In my view, domain controllers are often better off being deleted and recreated rather than fixed. I've found that a delete and recreate resolves issues quicker and less painfully, especially if you already have server OS templates ready to go.
I appreciate the insight! It really feels like demoting and rebuilding is the safer choice at this point.
Keeping the ntds and Group Policy on a separate volume has its benefits, mainly due to write caching. It's generally a good idea, though I'm not sure what went wrong during the setup of that particular DC.
Yeah, we usually prefer that configuration as well, which makes this situation all the more confusing.
We had a contractor suggest making these kinds of changes a few years back, but we decided against it for various reasons. Not really sure what he was thinking.
It could be a way to avoid messing with AD integrity if you ever need to restore the OS. I've done it for larger DC setups and it worked well.

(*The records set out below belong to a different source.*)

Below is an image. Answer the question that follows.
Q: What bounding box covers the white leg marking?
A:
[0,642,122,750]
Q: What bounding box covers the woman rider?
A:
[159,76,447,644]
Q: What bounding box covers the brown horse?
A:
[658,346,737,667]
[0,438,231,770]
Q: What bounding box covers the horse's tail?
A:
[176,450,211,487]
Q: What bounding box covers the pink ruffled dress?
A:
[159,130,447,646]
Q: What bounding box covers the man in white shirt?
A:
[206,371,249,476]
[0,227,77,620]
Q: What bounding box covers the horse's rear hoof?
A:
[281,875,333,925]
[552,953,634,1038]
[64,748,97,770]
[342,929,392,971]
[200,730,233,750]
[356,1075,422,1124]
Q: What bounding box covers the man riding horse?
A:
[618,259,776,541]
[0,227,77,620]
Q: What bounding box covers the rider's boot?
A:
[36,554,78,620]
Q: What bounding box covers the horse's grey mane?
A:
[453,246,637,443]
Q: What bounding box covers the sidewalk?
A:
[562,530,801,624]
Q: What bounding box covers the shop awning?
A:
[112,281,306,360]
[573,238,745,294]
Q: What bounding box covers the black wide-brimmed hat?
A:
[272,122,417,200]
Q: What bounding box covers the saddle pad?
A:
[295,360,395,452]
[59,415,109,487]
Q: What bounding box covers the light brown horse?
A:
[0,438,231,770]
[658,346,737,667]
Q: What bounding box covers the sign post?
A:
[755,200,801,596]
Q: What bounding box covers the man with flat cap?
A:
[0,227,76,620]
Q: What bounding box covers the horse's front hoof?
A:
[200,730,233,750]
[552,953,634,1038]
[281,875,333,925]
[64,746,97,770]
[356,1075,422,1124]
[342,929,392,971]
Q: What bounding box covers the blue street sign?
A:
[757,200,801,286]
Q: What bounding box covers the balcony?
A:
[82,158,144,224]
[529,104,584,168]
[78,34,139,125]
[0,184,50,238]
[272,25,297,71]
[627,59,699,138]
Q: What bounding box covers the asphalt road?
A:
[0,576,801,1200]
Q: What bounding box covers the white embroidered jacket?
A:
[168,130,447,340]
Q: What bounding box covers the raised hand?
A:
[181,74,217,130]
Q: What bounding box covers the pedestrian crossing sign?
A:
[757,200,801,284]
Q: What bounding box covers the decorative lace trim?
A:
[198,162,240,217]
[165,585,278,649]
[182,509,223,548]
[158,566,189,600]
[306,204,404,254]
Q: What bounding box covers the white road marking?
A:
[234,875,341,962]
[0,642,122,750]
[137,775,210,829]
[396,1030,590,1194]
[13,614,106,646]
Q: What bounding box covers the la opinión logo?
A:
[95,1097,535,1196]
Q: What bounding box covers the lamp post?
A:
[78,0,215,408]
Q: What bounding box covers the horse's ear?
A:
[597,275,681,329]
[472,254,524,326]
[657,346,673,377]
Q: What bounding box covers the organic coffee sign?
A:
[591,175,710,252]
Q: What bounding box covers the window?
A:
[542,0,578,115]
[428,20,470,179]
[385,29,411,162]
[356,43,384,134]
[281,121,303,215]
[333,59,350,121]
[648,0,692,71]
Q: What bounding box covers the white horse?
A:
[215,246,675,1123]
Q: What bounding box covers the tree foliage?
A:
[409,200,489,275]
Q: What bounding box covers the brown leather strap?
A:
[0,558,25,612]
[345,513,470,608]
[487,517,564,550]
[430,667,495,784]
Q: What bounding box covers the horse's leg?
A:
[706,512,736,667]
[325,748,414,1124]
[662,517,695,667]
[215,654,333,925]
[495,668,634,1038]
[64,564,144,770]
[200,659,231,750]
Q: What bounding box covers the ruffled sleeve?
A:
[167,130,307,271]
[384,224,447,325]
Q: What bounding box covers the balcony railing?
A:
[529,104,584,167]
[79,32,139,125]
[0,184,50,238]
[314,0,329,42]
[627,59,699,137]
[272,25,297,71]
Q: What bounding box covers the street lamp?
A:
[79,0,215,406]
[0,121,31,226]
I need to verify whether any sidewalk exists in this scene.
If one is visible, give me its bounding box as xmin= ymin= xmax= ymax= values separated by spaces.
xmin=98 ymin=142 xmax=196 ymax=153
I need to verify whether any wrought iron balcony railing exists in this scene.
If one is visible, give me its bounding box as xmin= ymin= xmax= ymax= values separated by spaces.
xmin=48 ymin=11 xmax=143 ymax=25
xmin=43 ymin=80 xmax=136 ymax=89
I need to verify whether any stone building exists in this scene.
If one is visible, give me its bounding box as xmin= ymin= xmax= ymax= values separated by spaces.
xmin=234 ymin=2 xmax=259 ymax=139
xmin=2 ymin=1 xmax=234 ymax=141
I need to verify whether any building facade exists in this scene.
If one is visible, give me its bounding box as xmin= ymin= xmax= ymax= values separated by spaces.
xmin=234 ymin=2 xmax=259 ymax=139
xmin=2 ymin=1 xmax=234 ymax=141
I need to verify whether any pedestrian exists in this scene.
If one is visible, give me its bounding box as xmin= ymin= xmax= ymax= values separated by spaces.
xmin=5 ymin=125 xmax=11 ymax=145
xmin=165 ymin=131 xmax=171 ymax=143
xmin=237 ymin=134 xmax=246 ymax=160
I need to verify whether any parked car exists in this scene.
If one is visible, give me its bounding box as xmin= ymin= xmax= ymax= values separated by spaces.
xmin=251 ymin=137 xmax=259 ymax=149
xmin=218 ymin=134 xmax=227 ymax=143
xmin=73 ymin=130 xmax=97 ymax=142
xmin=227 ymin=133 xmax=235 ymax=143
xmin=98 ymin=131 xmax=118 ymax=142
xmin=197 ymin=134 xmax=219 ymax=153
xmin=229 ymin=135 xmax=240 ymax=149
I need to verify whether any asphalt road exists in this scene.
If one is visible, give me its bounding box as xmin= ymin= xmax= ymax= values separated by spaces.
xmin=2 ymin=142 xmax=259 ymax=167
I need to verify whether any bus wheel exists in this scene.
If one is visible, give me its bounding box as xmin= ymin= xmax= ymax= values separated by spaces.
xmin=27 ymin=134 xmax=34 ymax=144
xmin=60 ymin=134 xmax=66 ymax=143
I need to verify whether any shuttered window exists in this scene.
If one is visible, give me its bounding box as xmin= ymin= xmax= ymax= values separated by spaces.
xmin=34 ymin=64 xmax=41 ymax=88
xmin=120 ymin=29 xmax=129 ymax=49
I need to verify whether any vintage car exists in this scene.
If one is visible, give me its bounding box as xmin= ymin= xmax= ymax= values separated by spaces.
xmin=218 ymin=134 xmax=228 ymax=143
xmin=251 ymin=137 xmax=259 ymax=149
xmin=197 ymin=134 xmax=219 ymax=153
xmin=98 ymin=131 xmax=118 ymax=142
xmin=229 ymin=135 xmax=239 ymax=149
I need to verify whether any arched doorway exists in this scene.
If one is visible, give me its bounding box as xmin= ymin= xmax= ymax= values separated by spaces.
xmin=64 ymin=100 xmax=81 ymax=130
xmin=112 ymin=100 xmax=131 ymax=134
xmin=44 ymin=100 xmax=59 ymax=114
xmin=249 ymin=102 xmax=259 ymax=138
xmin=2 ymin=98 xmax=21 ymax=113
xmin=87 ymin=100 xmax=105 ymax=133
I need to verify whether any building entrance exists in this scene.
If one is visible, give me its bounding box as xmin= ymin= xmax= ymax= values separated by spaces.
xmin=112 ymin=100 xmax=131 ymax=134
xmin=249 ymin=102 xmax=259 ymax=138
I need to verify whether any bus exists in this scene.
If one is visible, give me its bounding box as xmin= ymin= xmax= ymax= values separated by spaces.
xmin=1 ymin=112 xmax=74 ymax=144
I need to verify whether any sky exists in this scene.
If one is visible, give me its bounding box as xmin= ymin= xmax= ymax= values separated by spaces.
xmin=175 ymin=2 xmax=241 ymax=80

For anyone using Azure, it's recommended to create a separate virtual data disk for the database, logs, and SysVol for Active Directory, rather than placing them on the same disk as the OS. Just make sure to set the Host Cache Preference on the data disk to None. Here’s a more detailed article: [Azure DCs Best Practices](https://learn.microsoft.com/en-us/azure/architecture/example-scenario/identity/adds-extend-domain).
That's actually super helpful! I'm glad to have that resource to support my decision to demote and rebuild. The risk involved with trying to force this seems high.